扉のヒンジはホームセンターで普通に売られているものを使ったが、あまり良いものではなかったらしく、調整後に若干狂いが出ている。バネで扉がバタン!と閉まるタイプであり、その際ガラスがビビって精神衛生上よろしくないことがわかったため、後からダンパーを増設した。この手のダンパーはあまり流通しておらず、ネット通販や何件かのホームセンターを探した結果行き着いたのがこのHIGAKIのダンパー(なぜかメーカーサイトに情報無し)。1個500円程度と高価であるが、安物とは別格の硬さと戻りの早さがありこれに勝るものは見つけられなかった。札幌の大型ホームセンター(ホーマック東雁来店)で取り扱っていたが、数が揃わなかったので地元のホーマックで取り寄せてもらった。ホーマックでも大型店舗でしか扱っていないらしく、北海道での取り扱い店舗は5店程度とのことであったからこの手の商品の需要はあまりないのかも知れない(自分としてはガラス扉には必須の装備と思うが)。これを取り付けたおかげで子供が無頓着に扉を閉めても、閉まる手前で減速し、その後音もなくゆっくりと扉が閉まるようになった。
他には200円程度のダンパーを2種類試したのだが、オイル漏れしたり、やわらかすぎで実用にならなかったりとダメダメであった。なお、ガラスはトリマーで掘った溝にはめ込んでホムセンで売ってるヒノキの棒材を釘で留めて固定している。
引き出しは、ネット通販で購入したアトムリビンテックのスライドレールを採用。上段はCDやゲーム機のコントローラを収納できるサイズとし、下段はDVDケースを縦に並べるのに丁度良いサイズで設計した。
テレビボードは市販品もたくさん出回っているが、丁度良い大きさでなかったり、手持ちの機材に合わせた調整が利きにくいデメリットもある。

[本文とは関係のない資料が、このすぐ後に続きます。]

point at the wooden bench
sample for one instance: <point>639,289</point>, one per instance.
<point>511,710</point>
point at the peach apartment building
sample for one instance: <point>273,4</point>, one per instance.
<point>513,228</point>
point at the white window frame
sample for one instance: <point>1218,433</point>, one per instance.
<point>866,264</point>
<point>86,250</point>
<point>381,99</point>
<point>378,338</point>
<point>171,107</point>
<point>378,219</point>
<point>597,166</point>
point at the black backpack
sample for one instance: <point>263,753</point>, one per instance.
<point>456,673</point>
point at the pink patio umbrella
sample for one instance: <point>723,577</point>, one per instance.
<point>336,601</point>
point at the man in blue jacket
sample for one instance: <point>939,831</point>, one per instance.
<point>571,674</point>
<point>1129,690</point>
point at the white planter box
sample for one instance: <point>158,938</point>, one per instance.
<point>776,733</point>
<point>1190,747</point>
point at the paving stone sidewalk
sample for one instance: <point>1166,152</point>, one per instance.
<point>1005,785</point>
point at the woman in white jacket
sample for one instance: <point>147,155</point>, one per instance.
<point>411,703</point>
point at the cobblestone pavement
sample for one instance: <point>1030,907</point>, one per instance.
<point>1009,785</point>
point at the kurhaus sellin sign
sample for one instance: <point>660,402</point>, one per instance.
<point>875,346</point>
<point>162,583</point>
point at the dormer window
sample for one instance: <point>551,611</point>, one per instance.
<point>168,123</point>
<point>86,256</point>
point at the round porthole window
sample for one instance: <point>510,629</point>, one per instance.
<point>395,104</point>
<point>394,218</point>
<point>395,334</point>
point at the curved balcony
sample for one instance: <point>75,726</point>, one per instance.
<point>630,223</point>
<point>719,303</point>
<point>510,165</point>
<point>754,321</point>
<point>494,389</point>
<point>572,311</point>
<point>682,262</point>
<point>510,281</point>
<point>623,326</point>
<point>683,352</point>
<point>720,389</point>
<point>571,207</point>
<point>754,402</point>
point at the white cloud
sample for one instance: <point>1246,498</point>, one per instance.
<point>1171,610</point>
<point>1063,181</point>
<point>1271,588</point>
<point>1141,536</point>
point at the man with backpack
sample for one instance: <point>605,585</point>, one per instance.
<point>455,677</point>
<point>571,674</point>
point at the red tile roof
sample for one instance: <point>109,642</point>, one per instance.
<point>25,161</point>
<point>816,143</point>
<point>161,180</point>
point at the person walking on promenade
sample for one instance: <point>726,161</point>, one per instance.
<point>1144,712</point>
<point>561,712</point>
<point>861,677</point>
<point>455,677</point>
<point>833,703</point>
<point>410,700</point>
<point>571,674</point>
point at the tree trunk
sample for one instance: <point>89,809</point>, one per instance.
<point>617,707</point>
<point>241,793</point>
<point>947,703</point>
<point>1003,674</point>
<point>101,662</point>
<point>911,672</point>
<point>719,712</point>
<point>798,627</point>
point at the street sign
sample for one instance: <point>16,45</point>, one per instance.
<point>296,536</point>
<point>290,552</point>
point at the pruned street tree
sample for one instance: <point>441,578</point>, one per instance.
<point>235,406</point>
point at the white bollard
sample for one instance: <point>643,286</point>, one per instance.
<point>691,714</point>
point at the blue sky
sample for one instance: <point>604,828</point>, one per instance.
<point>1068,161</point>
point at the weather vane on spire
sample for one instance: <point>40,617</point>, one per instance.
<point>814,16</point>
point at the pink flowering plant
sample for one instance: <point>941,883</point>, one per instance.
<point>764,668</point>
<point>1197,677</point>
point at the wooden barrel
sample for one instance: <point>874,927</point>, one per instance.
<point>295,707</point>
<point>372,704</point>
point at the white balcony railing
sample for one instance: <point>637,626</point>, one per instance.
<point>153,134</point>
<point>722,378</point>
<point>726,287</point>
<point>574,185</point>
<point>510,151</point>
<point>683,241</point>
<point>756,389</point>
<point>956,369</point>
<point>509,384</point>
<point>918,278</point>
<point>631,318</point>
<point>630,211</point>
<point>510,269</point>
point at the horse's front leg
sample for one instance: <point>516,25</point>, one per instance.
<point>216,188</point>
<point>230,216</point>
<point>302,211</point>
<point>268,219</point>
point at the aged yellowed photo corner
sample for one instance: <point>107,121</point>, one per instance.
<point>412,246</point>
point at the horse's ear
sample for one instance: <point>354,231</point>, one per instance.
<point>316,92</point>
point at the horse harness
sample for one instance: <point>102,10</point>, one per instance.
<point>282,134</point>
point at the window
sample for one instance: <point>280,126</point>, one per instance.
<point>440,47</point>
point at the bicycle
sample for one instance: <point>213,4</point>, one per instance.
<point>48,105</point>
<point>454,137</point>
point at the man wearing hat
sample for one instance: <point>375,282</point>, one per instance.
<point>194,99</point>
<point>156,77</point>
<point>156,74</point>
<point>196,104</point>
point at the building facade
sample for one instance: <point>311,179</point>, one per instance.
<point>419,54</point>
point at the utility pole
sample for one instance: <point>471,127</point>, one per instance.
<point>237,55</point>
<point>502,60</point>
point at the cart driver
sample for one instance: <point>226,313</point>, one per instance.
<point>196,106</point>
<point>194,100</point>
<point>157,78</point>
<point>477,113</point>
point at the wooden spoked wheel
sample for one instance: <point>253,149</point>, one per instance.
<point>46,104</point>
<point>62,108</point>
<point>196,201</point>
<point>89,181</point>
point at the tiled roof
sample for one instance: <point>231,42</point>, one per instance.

デザイン性では市販の洒落たものには及ばないが、今回の作品は自分の使いたいAV機器の種類や数に合わせたサイズ、棚板の数で設計できたし、大工工事とシンクロして取り付けたので完全に家と一体化しており、個人的には満足している。ちなみに費用は材料だけで8万円くらいかかったが、同様のものを業者によるオーダーメイドで作ると40~50万円ほどかかるようなので費用の点でも合格だろう。このような家具を作るのは初めてであったが、道具やノウハウも一通り揃ったので今後子供の成長に合わせて必要な家具はなるべくDIYしてゆこうと思う。
なお、この作品を制作するにあたり、VIC's DIYというサイトを大いに参考にさせていただいた。自分の検索した限りでは、国内で最も充実した木工指南サイトであり、全てのページにあらゆるノウハウが凝縮されている。通読することでほぼ一通りの知識は得られるので家具のDIYを考えている人には是非オススメしたい。